The compressed air 10 from the pressurizing device 6
6a can be ejected downward from the flange portion 22 through the air path B including the passage 70, the outer region 4a, the opening passage 71d, the annular passage 71a, the communication passage 71c, and the annular passage 71b of the intermediate cylinder 10b. . The polishing liquid 106 from the supply / discharge mechanism 107 is ejected downward from the flange portion 22 through the polishing liquid path A including the fluid passage 60, the fluid passage 3a, the fluid passage 30d, and the fluid passage 61. Can be.

As described above, the rotary joint 101 has a polishing liquid path A through which the polishing liquid 106 passes, an air path B through which pressurized air passes, and a cooling liquid path C through which the cooling water of the first seal mechanism 3 passes. Three paths are formed, and the structure as a CMP apparatus can be simplified as compared with the conventional case where the polishing liquid path A or the air path B is separately provided.
Compactness is also possible.

[Brief description of the drawings]

FIG. 1 is a sectional view showing a structure of a rotary joint.

FIG. 2 is an enlarged sectional view showing a structure of a first seal mechanism.

FIG. 3 is an enlarged cross-sectional view showing a structure of a second and third seal mechanisms.

FIG. 4 is a principle view schematically showing a CMP apparatus.

FIG. 5 is an operation diagram showing a state in which a polishing liquid and pressurized air are supplied to a wafer.

FIG. 6 is a sectional view showing a main part of a conventional rotary joint.

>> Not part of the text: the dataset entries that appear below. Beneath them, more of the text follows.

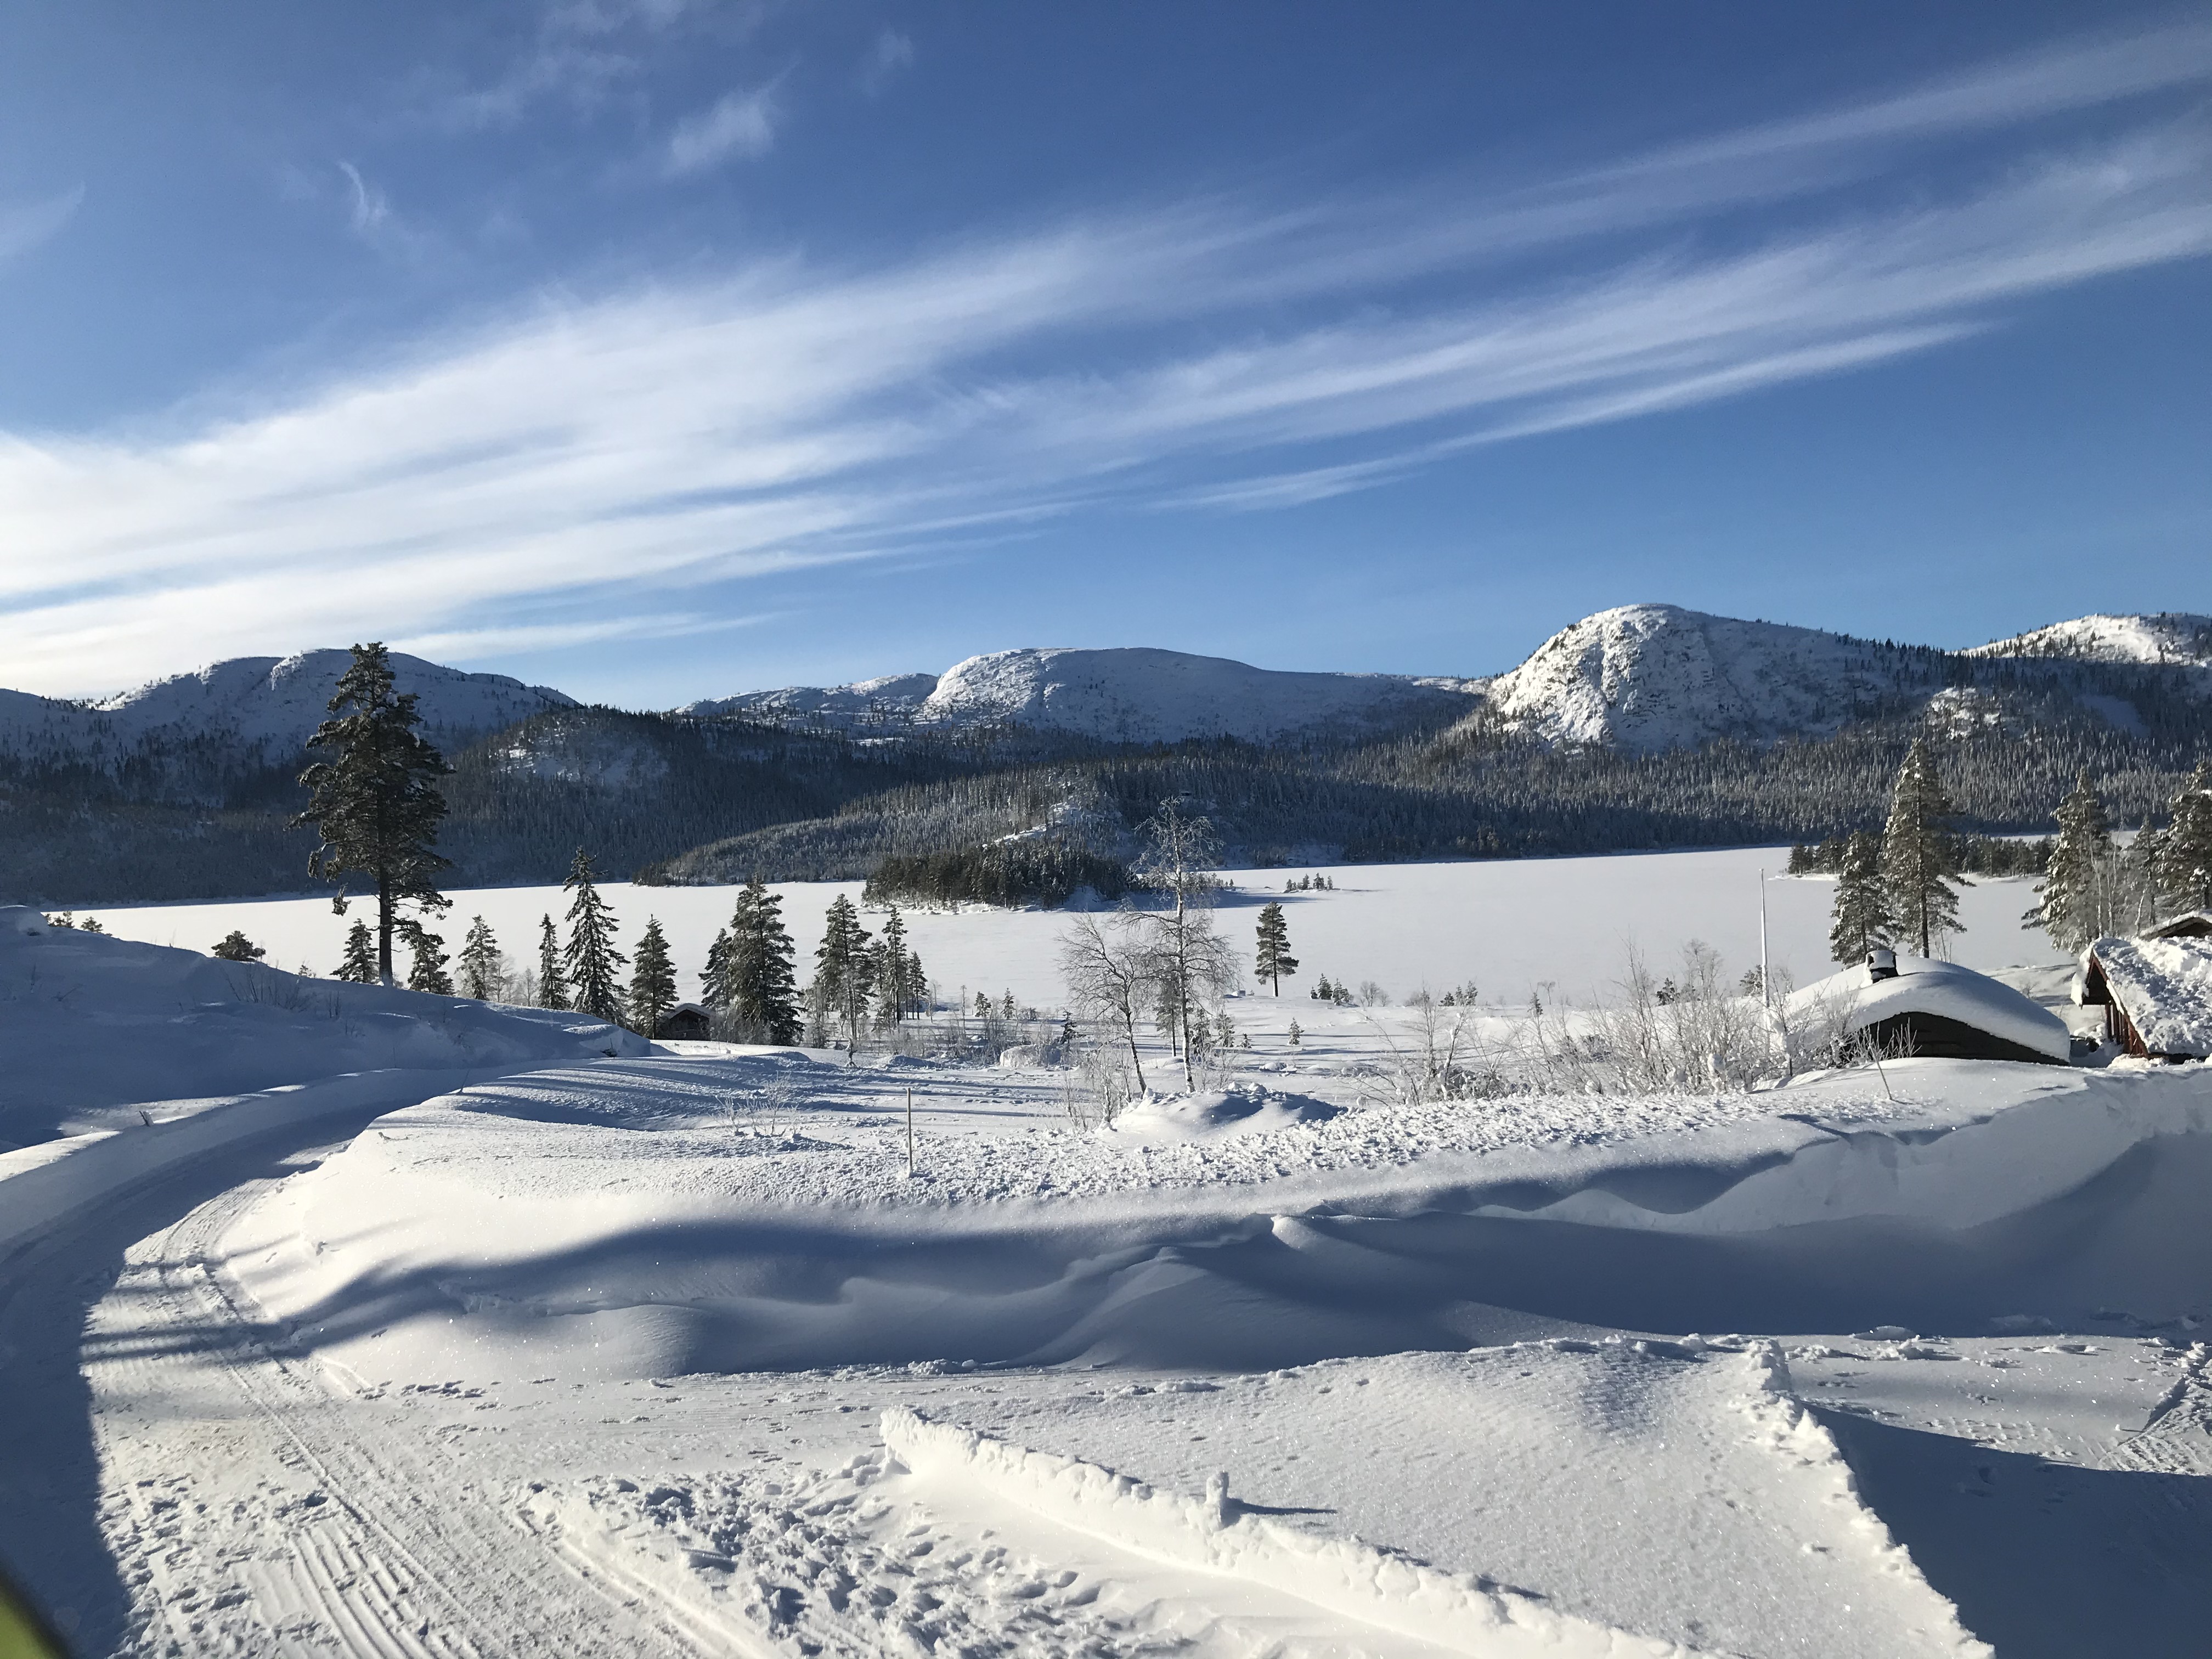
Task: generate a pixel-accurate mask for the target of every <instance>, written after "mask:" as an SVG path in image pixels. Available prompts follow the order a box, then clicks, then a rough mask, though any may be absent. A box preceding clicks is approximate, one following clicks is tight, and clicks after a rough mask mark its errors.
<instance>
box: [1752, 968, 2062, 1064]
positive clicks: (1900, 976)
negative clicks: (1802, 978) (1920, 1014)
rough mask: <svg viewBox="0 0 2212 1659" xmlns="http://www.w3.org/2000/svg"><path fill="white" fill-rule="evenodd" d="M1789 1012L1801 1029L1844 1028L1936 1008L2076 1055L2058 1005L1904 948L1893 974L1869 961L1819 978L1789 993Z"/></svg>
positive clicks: (2043, 1047)
mask: <svg viewBox="0 0 2212 1659" xmlns="http://www.w3.org/2000/svg"><path fill="white" fill-rule="evenodd" d="M1787 1013H1790V1018H1792V1022H1796V1024H1798V1026H1801V1029H1812V1026H1816V1024H1823V1022H1827V1020H1838V1022H1840V1031H1843V1033H1851V1031H1865V1029H1867V1026H1874V1024H1880V1022H1882V1020H1891V1018H1896V1015H1900V1013H1931V1015H1940V1018H1944V1020H1958V1022H1960V1024H1969V1026H1973V1029H1975V1031H1986V1033H1991V1035H1995V1037H2004V1040H2006V1042H2015V1044H2020V1046H2022V1048H2028V1051H2033V1053H2039V1055H2048V1057H2051V1060H2059V1062H2064V1060H2068V1057H2070V1055H2073V1033H2068V1029H2066V1022H2064V1020H2059V1018H2057V1015H2055V1013H2051V1011H2048V1009H2044V1006H2037V1004H2035V1002H2031V1000H2028V998H2026V995H2022V993H2020V991H2015V989H2013V987H2008V984H2002V982H2000V980H1993V978H1989V975H1986V973H1975V971H1973V969H1964V967H1960V964H1958V962H1938V960H1931V958H1924V956H1900V958H1898V973H1896V978H1891V980H1874V978H1869V973H1867V969H1865V967H1849V969H1845V971H1843V973H1832V975H1827V978H1825V980H1814V982H1812V984H1807V987H1805V989H1803V991H1798V993H1796V995H1792V998H1790V1002H1787Z"/></svg>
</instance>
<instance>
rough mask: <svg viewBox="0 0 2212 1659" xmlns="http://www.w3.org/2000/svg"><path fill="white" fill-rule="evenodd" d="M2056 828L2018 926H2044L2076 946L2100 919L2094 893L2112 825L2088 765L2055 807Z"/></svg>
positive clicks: (2088, 940)
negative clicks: (2091, 780)
mask: <svg viewBox="0 0 2212 1659" xmlns="http://www.w3.org/2000/svg"><path fill="white" fill-rule="evenodd" d="M2057 821H2059V834H2057V841H2053V843H2051V858H2048V860H2046V863H2044V878H2042V883H2037V887H2035V907H2033V909H2031V911H2028V914H2026V916H2022V918H2020V925H2022V927H2042V929H2044V933H2048V936H2051V942H2053V945H2057V947H2059V949H2062V951H2079V949H2081V947H2084V945H2088V942H2090V940H2093V938H2097V933H2101V931H2104V920H2101V916H2099V914H2097V909H2099V905H2097V894H2099V887H2101V885H2104V869H2106V865H2108V860H2110V856H2112V830H2110V825H2108V823H2106V816H2104V796H2099V794H2097V785H2095V783H2090V781H2088V768H2084V770H2081V776H2077V779H2075V787H2073V794H2068V796H2066V799H2064V801H2062V803H2059V810H2057Z"/></svg>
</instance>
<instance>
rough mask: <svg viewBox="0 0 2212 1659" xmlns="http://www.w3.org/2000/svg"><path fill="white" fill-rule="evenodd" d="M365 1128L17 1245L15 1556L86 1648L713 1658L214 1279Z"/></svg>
mask: <svg viewBox="0 0 2212 1659" xmlns="http://www.w3.org/2000/svg"><path fill="white" fill-rule="evenodd" d="M378 1110H385V1108H374V1110H365V1113H363V1115H361V1121H367V1119H369V1117H374V1115H378ZM349 1130H358V1124H352V1126H347V1124H332V1121H330V1119H323V1121H319V1124H314V1126H310V1128H303V1130H299V1133H296V1135H292V1137H268V1139H261V1141H257V1144H252V1146H246V1148H232V1150H226V1152H221V1155H210V1157H206V1159H197V1161H195V1164H190V1166H186V1168H179V1170H177V1172H173V1175H168V1177H164V1179H161V1181H159V1183H153V1186H144V1188H137V1190H133V1192H126V1194H122V1197H119V1199H115V1201H111V1203H106V1206H102V1208H100V1210H97V1212H93V1214H88V1217H84V1219H82V1221H80V1223H77V1225H75V1228H71V1230H69V1232H66V1234H60V1237H55V1239H51V1241H46V1243H44V1245H42V1248H40V1250H38V1252H35V1256H27V1259H18V1263H15V1265H13V1272H11V1274H9V1279H7V1292H4V1294H7V1301H4V1303H0V1343H4V1345H7V1349H9V1356H11V1358H9V1376H11V1398H9V1416H7V1429H4V1433H7V1440H9V1447H7V1458H4V1467H0V1511H4V1515H7V1520H0V1526H4V1533H0V1537H4V1551H7V1557H9V1559H11V1562H15V1564H20V1568H22V1573H24V1577H27V1579H29V1582H31V1584H35V1586H38V1590H40V1593H42V1595H46V1597H49V1599H51V1601H53V1604H55V1606H58V1624H62V1626H64V1632H66V1635H71V1639H73V1641H77V1644H82V1648H84V1650H86V1652H108V1650H119V1652H184V1655H199V1652H316V1655H327V1652H332V1650H338V1652H349V1655H376V1657H378V1659H451V1657H456V1655H467V1657H480V1659H493V1657H495V1655H524V1652H540V1655H542V1652H564V1655H580V1657H591V1659H597V1657H599V1655H606V1657H613V1655H650V1652H690V1648H686V1646H681V1644H677V1641H675V1639H672V1637H670V1635H668V1632H664V1630H661V1628H657V1624H655V1621H653V1617H650V1615H646V1613H639V1610H635V1608H626V1606H622V1601H619V1597H608V1595H602V1593H599V1590H595V1588H593V1586H591V1584H588V1582H584V1579H582V1577H580V1575H575V1573H573V1571H566V1568H564V1566H562V1564H560V1559H557V1557H555V1555H553V1553H549V1551H535V1548H518V1542H520V1540H518V1533H515V1526H513V1522H509V1520H507V1515H504V1506H502V1504H498V1502H495V1500H493V1495H491V1493H489V1491H484V1489H482V1486H480V1484H478V1482H476V1480H471V1478H469V1475H467V1471H460V1469H456V1467H453V1460H451V1451H449V1440H451V1433H449V1429H447V1425H436V1427H431V1425H414V1422H405V1420H394V1413H376V1420H374V1422H369V1420H365V1418H367V1416H369V1411H367V1409H365V1407H363V1402H358V1400H349V1398H345V1396H343V1394H338V1391H334V1389H332V1385H330V1383H327V1380H325V1378H323V1371H321V1367H319V1365H316V1363H314V1360H305V1358H301V1356H296V1354H292V1352H288V1347H285V1343H283V1338H281V1334H279V1332H272V1329H265V1327H261V1325H259V1323H257V1321H254V1316H252V1314H250V1312H248V1310H243V1307H241V1305H239V1301H237V1298H234V1294H232V1292H230V1287H226V1283H223V1281H221V1276H219V1274H215V1272H210V1267H208V1254H210V1248H212V1243H215V1239H217V1237H219V1234H221V1232H223V1228H228V1225H230V1221H232V1219H234V1217H237V1214H239V1212H241V1210H246V1208H248V1206H250V1203H252V1201H254V1199H259V1197H261V1194H263V1192H268V1188H270V1186H272V1183H274V1181H279V1179H283V1177H285V1175H290V1172H296V1170H303V1168H312V1166H314V1161H319V1157H321V1152H323V1150H330V1146H332V1144H334V1137H345V1135H347V1133H349ZM303 1141H305V1144H303ZM336 1144H343V1139H338V1141H336ZM80 1363H82V1367H80ZM416 1427H425V1429H429V1431H427V1433H409V1431H407V1429H416Z"/></svg>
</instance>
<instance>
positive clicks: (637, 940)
mask: <svg viewBox="0 0 2212 1659" xmlns="http://www.w3.org/2000/svg"><path fill="white" fill-rule="evenodd" d="M675 1004H677V964H675V962H672V960H670V958H668V936H666V933H661V918H659V916H648V918H646V931H644V933H639V936H637V962H635V967H630V1031H635V1033H637V1035H639V1037H650V1035H653V1033H655V1031H659V1029H661V1020H664V1018H666V1015H668V1011H670V1009H672V1006H675Z"/></svg>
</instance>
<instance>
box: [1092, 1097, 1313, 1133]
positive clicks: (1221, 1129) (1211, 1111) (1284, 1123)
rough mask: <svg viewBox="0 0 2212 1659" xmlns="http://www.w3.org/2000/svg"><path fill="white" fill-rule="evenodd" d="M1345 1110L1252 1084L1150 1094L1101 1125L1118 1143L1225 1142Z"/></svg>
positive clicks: (1271, 1131) (1308, 1099)
mask: <svg viewBox="0 0 2212 1659" xmlns="http://www.w3.org/2000/svg"><path fill="white" fill-rule="evenodd" d="M1340 1110H1343V1108H1340V1106H1329V1104H1327V1102H1323V1099H1314V1097H1312V1095H1279V1093H1276V1091H1272V1088H1259V1086H1250V1084H1248V1086H1241V1088H1212V1091H1206V1093H1199V1095H1166V1097H1146V1099H1141V1102H1137V1104H1135V1106H1130V1108H1128V1110H1124V1113H1121V1115H1119V1117H1115V1121H1113V1124H1108V1126H1104V1128H1099V1135H1104V1137H1113V1139H1117V1141H1225V1139H1237V1137H1243V1135H1274V1133H1276V1130H1285V1128H1298V1126H1301V1124H1325V1121H1327V1119H1332V1117H1336V1115H1338V1113H1340Z"/></svg>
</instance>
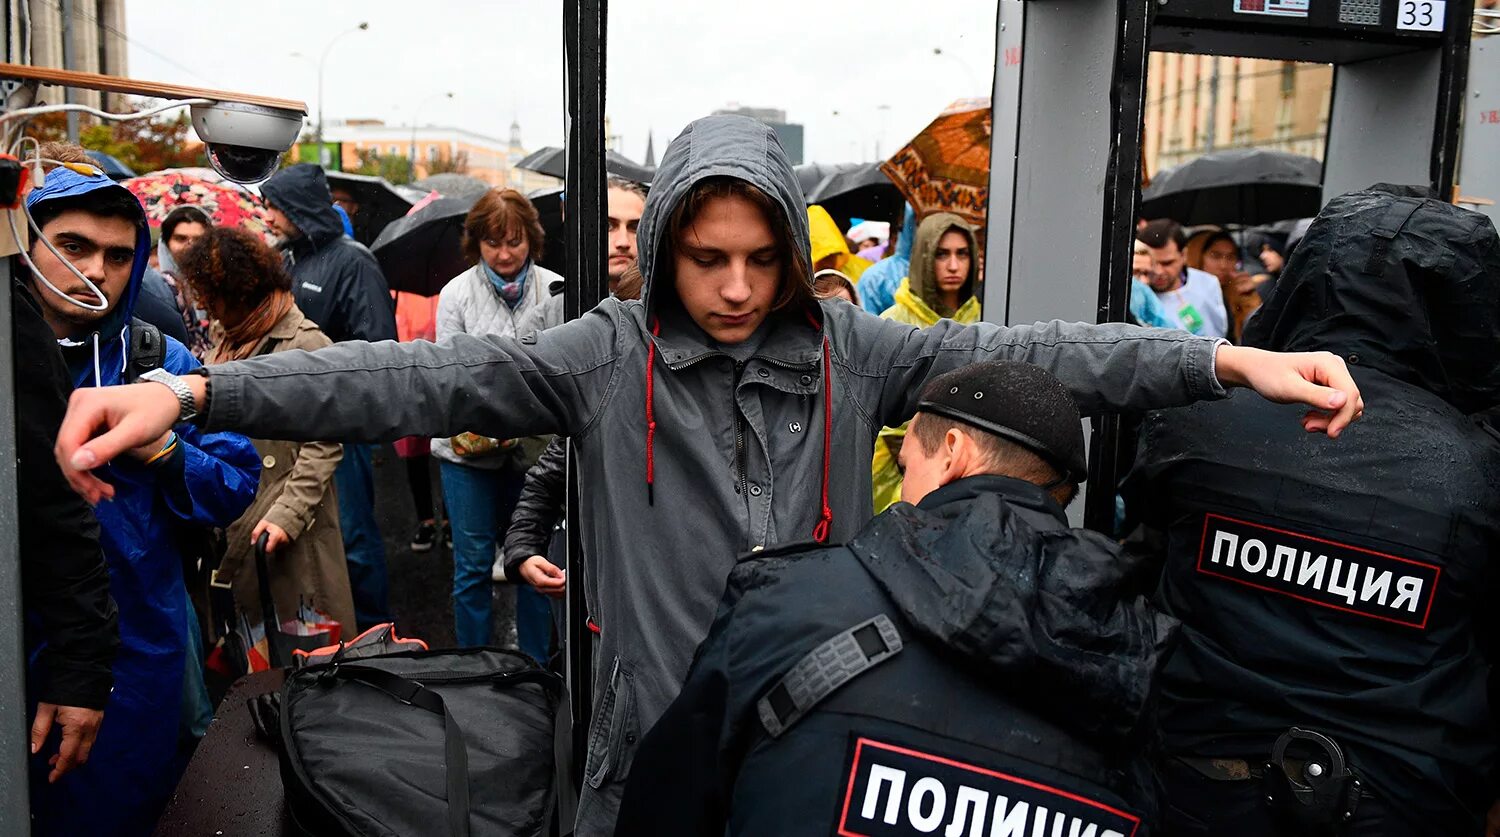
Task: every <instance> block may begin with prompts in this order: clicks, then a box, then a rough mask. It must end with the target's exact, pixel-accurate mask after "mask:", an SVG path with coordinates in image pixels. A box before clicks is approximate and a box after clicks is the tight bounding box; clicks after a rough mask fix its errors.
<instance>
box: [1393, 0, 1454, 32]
mask: <svg viewBox="0 0 1500 837" xmlns="http://www.w3.org/2000/svg"><path fill="white" fill-rule="evenodd" d="M1445 6H1448V3H1446V1H1445V0H1401V6H1400V9H1398V10H1397V28H1406V30H1413V31H1443V10H1445Z"/></svg>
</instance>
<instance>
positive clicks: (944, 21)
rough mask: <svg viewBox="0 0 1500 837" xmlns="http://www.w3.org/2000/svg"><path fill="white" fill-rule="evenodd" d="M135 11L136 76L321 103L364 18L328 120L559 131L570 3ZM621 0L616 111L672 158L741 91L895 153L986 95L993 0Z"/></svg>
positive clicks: (127, 22)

[Description of Signs] 1 First joint body 2 Second joint body 3 First seal mechanism 3a, 30d Fluid passage 3b Outer area 30 Seal receiver 31 Seal member 33 Urging mechanism 60, 61 Passage A Polishing liquid path B Air Route C Coolant route

Claims (2)

[Claims] 1. A flow path of a fluid rotary joint in which a first joint body on a fixed side and a second joint body on a rotating side are connected so as to be relatively rotatable and relatively immovable in a direction of a rotation axis. A seal mechanism in which one of the two joint bodies is not rotatable relative to the other, and is in contact with the other while relatively rotating, and a passage is formed therein along the rotation axis, A polishing liquid path formed by communicating a path of a mechanism with a path formed in each of the two joint bodies, and a polishing liquid path formed in the second joint body in a state of being fitted inside the outer cylindrical portion of the first joint body. A flow path structure for a fluid rotary joint, comprising: a take-out side passage formed in the outer cylinder portion; and an air path formed by the take-out side passage formed in the outer cylindrical portion in a state of communication with the take-out side passage. 2. One of the two joint bodies includes a seal member that is not rotatable relative to the joint member and is relatively movable in the direction of the rotation axis, and includes the passage. The seal mechanism comprises a seal receiving portion provided with a seal receiving portion provided with the passage, and a pressing member for pressing the seal member toward the seal receiving portion. An outer region of the seal mechanism formed by the two joint bodies; and a coolant passage for supplying and discharging a seal coolant formed in the first joint body in a state of being communicated with the outer region. The flow path structure of the fluid rotary joint according to claim 1.